Loans with proper covenants are less likely to suffer a payment default as covenants are an early warning system on increases in credit risk. Well set covenants force the business owners to renegotiate the terms of their debt with lenders when credit risk exceeds specific tolerances. Lenders have the opportunity to demand a partial or full repayment of debt, whilst the business still has meaningful equity value and therefore still has an ability to attract new equity. By having an early warning system, the likelihood of a payment default occurring substantially falls.
Well covenanted lending will also have higher recovery rates compared to lending with few or no covenants. Underperforming borrowers with covenants lose control of their businesses to bankruptcy or administration processes earlier, reducing the amount of value destruction that occurs. Well covenanted and secured lenders on average recover 60-80% of their debt after a terminal default compared to 30-40% for bondholders.

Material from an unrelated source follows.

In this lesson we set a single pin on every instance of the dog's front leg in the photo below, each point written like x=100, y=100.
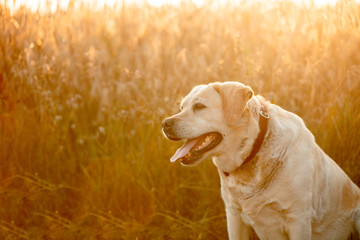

As with most areas in life, the most believable credit myths are the ones that contain some truth. Equities do lead credit but not when it matters most. The price of high yield credit does fall after default rates increase, but it first starts to fall when the availability of credit falls. Increases in interest rates do help bring on increases in default rates but are not the main reason for those defaults. Covenant light loans performed fairly well last time, but were much lower risk than the current vintage so past performance is not a good predictor of the future. Savvy credit investors will ignore these myths and will instead be preparing for a potentially more difficult future.